Passwords False Sense of Security

Security is hard.

Security is hard because it is counter intuitive. 

We evolve our society with the mindset of quicker, easier, better with little regard to protecting our personal information.

We think we are clever, or that we’re not interesting enough to hack, or no one would pick us amongst the crowd.  Security through obscurity, while romantically interesting, is woefully false.

Compounding this problem is lazy, inexperienced, and just plain negligent implementation of personal information protection by too many web sites.  Two companies Adobe Systems Inc. (link) and Cupid Media (link) alone are responsible for 292 million usernames and passwords have been compromised.  Adobe is trying to minimize their hack by stating only 38 million users have been affected taking down the number to 80 million.  Meh, not that many … right?  For Adobe alone, that comprises of over 9GB of data.  Data = email addresses.

Why is this significant? Most people use the same password for multiple sites.  Most people have the same email address as their username for multiple sites.  One sites compromise turns into multiple compromises.

Are you affected by the adobe hack?  If you are an adobe customer, you are.  Do not take my word for it.  Visit this site, put in your email address and know instantly. http://adobe.cynic.al/

What is more surprising is seeing how many people use insecure and easily hackable passwords.

Relish in these stats taken from analyzing the passwords and frequency from the compromised list:

Password    | Frequency of Use
123456        | 1.9 million
111111             | 1.2 million
123456789  | 575 thousand
1234567       | 173 thousand
12345678     | 140 thousand
000000       | 107 thousand
iloveyou       | 91 thousand 

What can we do?

A- learn everything there is know about entropy and passphrases vs. passwords, rainbow tables, word frequency, hackers mindset, cynicism and distrust;

B- Just unplug. Go off grid. Starting waiting in line to mail letters, pay your bills, deposit your checks;

C- Start implementing good password management with someone who has taken the time to do all of the A above so you don’t have to consider B. 

Disclaimer – nothing to disclaim.
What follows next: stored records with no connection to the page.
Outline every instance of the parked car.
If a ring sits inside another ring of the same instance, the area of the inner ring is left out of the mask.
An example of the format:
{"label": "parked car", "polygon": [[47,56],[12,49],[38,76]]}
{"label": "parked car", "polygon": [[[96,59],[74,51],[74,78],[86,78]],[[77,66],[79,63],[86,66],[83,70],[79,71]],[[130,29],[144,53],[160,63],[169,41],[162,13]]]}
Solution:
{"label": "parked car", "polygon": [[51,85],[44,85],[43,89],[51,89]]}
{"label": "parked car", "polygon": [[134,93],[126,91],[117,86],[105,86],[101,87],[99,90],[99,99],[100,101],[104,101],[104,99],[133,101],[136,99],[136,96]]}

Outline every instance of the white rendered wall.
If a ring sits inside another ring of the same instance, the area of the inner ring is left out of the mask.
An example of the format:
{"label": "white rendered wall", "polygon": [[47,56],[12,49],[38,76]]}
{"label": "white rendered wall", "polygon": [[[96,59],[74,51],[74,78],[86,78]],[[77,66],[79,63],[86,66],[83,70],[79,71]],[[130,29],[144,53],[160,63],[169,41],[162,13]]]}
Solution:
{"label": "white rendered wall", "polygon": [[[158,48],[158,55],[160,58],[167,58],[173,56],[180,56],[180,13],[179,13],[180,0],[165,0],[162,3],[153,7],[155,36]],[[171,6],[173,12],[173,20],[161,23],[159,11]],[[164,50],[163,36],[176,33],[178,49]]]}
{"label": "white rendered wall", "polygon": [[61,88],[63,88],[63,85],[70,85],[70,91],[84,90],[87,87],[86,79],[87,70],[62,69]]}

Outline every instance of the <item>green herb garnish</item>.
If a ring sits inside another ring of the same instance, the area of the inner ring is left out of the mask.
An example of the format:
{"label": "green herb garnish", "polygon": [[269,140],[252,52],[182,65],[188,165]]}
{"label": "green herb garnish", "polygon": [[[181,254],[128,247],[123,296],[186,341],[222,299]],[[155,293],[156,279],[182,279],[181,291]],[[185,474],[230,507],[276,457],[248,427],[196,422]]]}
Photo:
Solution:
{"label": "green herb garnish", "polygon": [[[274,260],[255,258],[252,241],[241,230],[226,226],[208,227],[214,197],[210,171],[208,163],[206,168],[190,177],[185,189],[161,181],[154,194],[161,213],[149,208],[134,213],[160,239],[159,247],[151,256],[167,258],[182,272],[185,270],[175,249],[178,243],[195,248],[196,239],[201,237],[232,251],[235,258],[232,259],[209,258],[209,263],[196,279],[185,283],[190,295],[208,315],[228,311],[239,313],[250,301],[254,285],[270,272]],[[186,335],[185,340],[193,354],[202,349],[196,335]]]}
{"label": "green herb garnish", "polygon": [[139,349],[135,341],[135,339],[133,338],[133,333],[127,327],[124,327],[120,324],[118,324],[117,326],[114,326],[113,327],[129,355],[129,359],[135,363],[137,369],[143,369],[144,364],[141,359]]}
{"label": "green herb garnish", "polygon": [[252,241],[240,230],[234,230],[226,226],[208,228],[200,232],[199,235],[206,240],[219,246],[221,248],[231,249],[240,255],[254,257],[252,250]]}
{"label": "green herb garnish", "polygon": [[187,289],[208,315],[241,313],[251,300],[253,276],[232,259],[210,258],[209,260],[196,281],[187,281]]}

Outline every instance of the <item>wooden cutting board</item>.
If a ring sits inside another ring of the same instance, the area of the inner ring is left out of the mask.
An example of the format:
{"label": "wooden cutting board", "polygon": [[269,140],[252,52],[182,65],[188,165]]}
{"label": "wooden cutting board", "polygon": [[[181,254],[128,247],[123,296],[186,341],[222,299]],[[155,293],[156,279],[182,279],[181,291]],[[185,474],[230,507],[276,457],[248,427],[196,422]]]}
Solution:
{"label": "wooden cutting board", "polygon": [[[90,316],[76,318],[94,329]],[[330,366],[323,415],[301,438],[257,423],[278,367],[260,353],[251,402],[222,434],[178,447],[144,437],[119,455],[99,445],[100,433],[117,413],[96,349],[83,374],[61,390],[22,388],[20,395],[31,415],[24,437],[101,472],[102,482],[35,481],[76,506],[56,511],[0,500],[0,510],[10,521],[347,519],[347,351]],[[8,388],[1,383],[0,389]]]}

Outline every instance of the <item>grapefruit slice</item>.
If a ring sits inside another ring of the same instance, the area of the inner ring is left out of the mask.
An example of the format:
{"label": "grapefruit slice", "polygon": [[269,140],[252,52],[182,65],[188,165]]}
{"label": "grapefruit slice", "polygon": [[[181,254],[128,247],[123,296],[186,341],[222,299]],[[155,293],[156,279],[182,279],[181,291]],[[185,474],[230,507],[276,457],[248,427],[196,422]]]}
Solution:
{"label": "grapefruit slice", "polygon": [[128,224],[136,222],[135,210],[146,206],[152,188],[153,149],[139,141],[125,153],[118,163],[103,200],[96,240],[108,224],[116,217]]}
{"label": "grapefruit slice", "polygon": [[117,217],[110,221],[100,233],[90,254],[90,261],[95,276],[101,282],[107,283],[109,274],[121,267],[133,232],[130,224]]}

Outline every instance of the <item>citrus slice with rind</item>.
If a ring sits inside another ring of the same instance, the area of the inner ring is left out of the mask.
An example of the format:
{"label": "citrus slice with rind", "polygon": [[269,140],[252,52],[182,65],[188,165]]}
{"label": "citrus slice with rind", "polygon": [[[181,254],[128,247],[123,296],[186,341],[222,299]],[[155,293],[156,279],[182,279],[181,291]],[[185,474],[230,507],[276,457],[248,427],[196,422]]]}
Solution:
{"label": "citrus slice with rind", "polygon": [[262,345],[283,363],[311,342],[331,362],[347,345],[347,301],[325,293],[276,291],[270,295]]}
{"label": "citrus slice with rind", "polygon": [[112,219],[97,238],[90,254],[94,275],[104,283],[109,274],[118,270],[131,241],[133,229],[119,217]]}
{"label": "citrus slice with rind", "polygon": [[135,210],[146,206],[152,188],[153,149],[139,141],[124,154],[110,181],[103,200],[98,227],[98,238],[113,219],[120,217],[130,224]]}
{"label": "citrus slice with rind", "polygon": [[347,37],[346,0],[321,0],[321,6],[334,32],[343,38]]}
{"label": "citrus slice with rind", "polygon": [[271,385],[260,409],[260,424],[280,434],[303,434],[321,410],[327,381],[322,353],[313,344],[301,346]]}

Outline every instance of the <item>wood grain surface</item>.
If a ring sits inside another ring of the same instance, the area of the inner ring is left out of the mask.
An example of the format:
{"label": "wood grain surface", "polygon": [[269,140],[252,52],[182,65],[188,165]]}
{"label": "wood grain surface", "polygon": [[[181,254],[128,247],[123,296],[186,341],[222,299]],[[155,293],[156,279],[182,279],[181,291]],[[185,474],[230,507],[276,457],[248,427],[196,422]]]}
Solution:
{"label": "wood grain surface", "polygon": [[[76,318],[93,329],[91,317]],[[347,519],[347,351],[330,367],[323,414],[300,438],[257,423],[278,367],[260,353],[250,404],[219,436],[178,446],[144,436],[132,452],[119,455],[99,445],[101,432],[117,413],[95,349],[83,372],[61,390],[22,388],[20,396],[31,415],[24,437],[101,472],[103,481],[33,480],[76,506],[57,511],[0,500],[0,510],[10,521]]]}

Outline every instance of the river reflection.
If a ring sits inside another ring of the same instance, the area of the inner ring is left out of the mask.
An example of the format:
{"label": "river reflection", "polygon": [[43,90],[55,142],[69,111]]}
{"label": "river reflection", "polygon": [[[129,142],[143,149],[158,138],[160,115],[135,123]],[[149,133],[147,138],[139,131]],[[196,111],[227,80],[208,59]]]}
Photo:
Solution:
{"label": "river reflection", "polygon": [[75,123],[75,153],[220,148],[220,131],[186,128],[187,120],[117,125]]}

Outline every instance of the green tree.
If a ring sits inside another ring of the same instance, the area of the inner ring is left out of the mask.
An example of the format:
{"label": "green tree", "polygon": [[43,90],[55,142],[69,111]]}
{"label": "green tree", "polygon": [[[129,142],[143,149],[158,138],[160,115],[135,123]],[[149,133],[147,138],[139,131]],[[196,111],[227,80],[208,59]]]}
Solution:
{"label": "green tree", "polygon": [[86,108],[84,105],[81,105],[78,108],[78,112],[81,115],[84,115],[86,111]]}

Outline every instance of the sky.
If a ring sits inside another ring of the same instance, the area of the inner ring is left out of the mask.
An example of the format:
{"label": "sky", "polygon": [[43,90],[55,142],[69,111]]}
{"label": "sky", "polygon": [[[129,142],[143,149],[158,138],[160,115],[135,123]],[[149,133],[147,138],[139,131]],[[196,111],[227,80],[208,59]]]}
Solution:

I have no affiliation and nothing to gain (save a nice warm glowy feeling of sharing) about recommending LastPass and how they should become your new best friend.

https://lastpass.com/

Easy, secure, ecnrypted, portable (cross-browser compatibility/synchronization, mobile), free to minimal cost ($12/annually), one master password to remember, and more. 

Minimizing the impact of site hacks gives yourself peace of mind.

There are more people who intend to cause harm than most are willing to admit. Be safe out there. Practice safe surfing, and if in doubt don’t.